An Aug. 20 letter from the Maine Field Office of the U.S. Fish and Wildlife Service caused may local officials, including Hall, to conclude that failure to pass a stronger leash law could imperil a $3.5 million project scheduled to start in November to clear the shipping channel of the Scarborough River. However, endangered species biologist Mark McCollough said at the Sept. 4 Town Council meeting that, at most, his agency would reopen talks with the Army Corps of Engineers and possibly absolve them from responsibility for plover deaths that might occur on Western or Ferry beaches, where material dug up from the river bottom will be used to rebuild sand dunes and create new plover habitats.

“With the issuance of this notice this [fine] has not taken front and center for us,” said Hall, adding that, all along, the hope has been to dodge a federal fine by demonstrating a willingness to adhere to wildlife service guidelines.

Those guidelines also included an option for the town to argue against further restrictions on dogs if it could prove there is an abundance of local habitat set aside for the plovers. That option, however, may be off the table for now, said Hall, as “the clock is ticking.”

“For me, I am totally disappointed that they’ve laid this one on us in the manner they did,” said Ahlquist. “We now want to be certain we show that we get it, that we are involved, but I brought this issue to the council back in May and said we need to deal with it. I’m confident we would have come up with a solution.”

“What’s disappointing about this action, and I may be biased, but I think Scarborough has been a model community in many respects in volunteering and partnering with state and federal agencies in the protection of endangered and threatened species,” said Hall, noting that, above and beyond its animal control ordinance, Scarborough is one of the few beachfront communities in Maine to have a plover protection ordinance. The town has worked continually to set aside conservation land for endangered habitat, he said.

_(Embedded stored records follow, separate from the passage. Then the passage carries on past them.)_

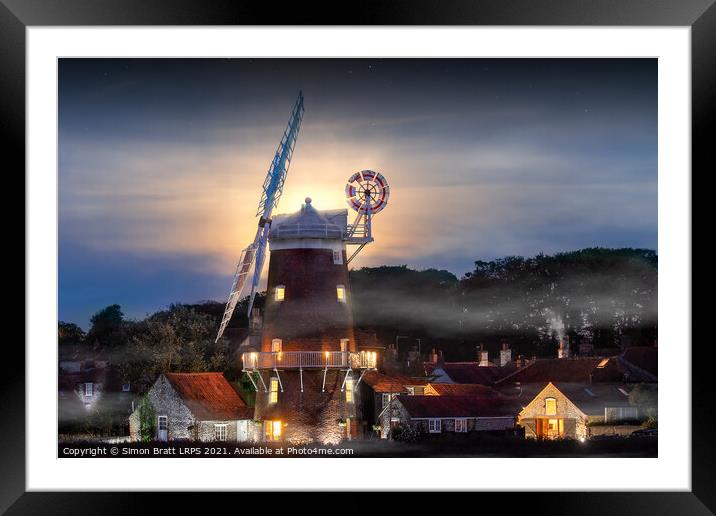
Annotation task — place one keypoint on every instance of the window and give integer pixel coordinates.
(272, 430)
(280, 292)
(349, 390)
(273, 390)
(434, 426)
(220, 432)
(550, 406)
(386, 398)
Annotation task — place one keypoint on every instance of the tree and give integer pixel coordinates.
(69, 334)
(108, 327)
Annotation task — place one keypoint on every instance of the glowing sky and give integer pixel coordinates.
(161, 163)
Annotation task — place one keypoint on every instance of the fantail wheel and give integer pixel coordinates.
(367, 192)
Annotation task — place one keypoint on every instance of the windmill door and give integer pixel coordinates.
(162, 428)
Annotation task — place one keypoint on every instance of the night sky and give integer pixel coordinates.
(161, 163)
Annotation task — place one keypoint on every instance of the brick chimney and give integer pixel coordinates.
(483, 356)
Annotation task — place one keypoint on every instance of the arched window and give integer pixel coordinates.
(280, 292)
(550, 406)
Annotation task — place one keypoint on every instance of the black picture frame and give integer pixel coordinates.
(17, 15)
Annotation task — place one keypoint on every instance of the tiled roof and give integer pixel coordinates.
(567, 370)
(589, 398)
(643, 357)
(382, 383)
(462, 389)
(209, 396)
(458, 406)
(472, 372)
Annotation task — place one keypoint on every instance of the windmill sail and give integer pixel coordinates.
(255, 253)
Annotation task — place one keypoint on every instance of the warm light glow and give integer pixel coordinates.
(550, 406)
(280, 293)
(276, 433)
(349, 390)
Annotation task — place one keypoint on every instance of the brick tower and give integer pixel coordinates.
(308, 369)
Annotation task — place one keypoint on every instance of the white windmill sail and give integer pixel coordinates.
(255, 253)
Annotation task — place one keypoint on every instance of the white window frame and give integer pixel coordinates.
(462, 424)
(546, 404)
(221, 431)
(282, 289)
(273, 390)
(389, 396)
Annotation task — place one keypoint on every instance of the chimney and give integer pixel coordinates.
(563, 351)
(257, 320)
(433, 358)
(505, 354)
(483, 356)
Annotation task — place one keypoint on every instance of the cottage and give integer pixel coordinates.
(196, 406)
(449, 414)
(579, 411)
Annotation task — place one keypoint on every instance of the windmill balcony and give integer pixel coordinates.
(309, 360)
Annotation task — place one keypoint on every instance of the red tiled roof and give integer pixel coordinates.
(458, 406)
(464, 389)
(472, 372)
(209, 396)
(382, 383)
(566, 370)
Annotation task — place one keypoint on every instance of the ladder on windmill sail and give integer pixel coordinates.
(253, 255)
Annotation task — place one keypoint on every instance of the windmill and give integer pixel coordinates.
(255, 253)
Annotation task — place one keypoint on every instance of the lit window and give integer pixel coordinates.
(461, 425)
(550, 406)
(434, 426)
(349, 390)
(272, 430)
(280, 292)
(220, 432)
(273, 390)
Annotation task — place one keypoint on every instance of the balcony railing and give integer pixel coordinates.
(309, 360)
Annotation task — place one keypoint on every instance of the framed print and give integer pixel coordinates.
(450, 238)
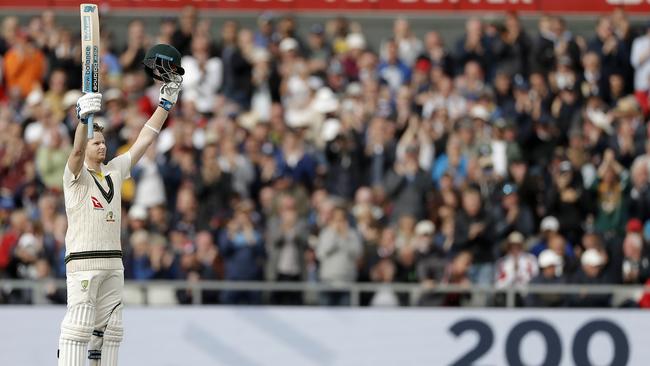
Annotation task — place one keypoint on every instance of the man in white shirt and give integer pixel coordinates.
(92, 327)
(640, 60)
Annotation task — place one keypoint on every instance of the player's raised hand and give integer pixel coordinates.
(169, 91)
(87, 104)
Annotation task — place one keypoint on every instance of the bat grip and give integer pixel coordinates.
(89, 126)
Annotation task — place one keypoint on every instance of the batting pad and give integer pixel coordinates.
(112, 338)
(76, 330)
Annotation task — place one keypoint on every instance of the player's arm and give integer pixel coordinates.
(148, 134)
(88, 103)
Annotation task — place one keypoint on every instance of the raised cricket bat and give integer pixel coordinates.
(90, 53)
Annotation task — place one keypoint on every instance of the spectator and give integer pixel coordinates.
(474, 46)
(182, 36)
(286, 246)
(591, 273)
(517, 267)
(474, 232)
(636, 264)
(550, 265)
(203, 75)
(392, 69)
(51, 158)
(640, 60)
(339, 248)
(511, 214)
(24, 67)
(242, 247)
(136, 47)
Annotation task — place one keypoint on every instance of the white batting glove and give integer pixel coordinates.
(169, 92)
(88, 103)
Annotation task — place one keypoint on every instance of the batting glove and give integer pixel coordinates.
(169, 92)
(88, 103)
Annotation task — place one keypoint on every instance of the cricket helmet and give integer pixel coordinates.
(162, 61)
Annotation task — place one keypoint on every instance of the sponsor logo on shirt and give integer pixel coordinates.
(110, 217)
(96, 204)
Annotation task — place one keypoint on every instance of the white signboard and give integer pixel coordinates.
(225, 336)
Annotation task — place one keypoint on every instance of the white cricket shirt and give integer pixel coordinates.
(94, 209)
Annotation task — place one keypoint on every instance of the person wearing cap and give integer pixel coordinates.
(548, 227)
(512, 214)
(517, 267)
(591, 272)
(550, 273)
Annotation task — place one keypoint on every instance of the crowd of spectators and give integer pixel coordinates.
(511, 156)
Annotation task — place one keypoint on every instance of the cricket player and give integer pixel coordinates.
(92, 327)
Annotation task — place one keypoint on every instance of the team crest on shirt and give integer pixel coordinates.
(96, 204)
(110, 217)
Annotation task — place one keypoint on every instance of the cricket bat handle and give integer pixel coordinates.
(89, 126)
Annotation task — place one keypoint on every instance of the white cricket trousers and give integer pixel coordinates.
(92, 326)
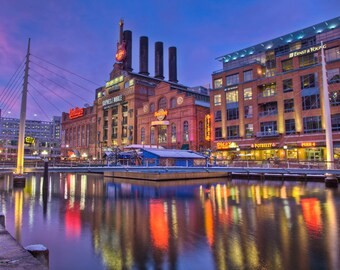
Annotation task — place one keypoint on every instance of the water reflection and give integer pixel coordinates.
(94, 223)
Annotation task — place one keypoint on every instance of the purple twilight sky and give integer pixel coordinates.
(81, 35)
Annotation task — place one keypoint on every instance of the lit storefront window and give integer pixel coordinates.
(217, 100)
(231, 96)
(247, 94)
(186, 131)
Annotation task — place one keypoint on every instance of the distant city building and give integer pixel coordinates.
(42, 138)
(267, 101)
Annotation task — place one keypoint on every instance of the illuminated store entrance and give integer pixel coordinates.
(162, 134)
(314, 154)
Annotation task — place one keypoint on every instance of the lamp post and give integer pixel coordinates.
(285, 147)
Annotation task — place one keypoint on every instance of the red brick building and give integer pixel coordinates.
(78, 133)
(174, 118)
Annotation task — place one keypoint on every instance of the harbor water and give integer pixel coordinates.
(91, 222)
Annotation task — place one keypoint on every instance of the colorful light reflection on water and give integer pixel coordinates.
(89, 222)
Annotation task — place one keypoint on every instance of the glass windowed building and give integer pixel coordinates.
(267, 101)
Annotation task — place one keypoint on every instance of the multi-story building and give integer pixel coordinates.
(174, 118)
(41, 137)
(79, 128)
(120, 102)
(267, 100)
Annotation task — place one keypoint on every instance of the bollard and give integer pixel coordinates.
(40, 252)
(45, 169)
(2, 220)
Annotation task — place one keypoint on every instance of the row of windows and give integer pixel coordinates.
(311, 124)
(163, 136)
(308, 103)
(287, 65)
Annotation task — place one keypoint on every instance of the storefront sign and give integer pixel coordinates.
(226, 145)
(160, 123)
(29, 140)
(76, 112)
(207, 124)
(263, 145)
(111, 101)
(160, 114)
(115, 81)
(308, 144)
(305, 51)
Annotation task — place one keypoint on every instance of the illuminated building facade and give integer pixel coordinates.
(122, 101)
(42, 138)
(174, 118)
(79, 133)
(267, 100)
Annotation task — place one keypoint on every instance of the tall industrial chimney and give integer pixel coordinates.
(127, 36)
(159, 60)
(144, 56)
(172, 65)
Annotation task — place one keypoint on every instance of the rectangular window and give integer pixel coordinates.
(231, 96)
(333, 75)
(248, 111)
(268, 90)
(290, 126)
(218, 133)
(308, 81)
(308, 59)
(334, 98)
(335, 122)
(249, 130)
(268, 128)
(247, 94)
(232, 132)
(232, 79)
(247, 75)
(218, 116)
(217, 100)
(332, 54)
(288, 105)
(218, 83)
(287, 85)
(232, 114)
(287, 65)
(312, 124)
(311, 102)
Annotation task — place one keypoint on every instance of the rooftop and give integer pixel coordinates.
(283, 40)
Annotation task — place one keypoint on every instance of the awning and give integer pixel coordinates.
(185, 147)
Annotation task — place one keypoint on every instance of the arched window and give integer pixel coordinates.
(162, 103)
(152, 107)
(173, 133)
(173, 103)
(185, 131)
(142, 135)
(200, 131)
(152, 135)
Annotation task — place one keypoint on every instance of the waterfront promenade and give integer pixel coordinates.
(304, 171)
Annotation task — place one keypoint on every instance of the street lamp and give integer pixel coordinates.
(285, 147)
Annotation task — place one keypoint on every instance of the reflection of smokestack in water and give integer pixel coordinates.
(173, 65)
(159, 60)
(127, 36)
(144, 56)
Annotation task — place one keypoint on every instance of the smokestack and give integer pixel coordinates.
(159, 60)
(144, 56)
(127, 36)
(173, 65)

“All those actions don’t seem to count for anything,” said Hall. “I think it sends a terrible message to other communities that aren’t active in that to the level we are.”

On the federal level, the piping plover has been listed as a threatened species since 1985. It is listed as an endangered species by the state, with just 44 nesting pairs observed in Maine this past summer. Biologists from Maine Audubon say there were four nesting pairs found in Scarborough one at Higgins Beach, one at Pine Point, and two at Scarborough Beach State Park.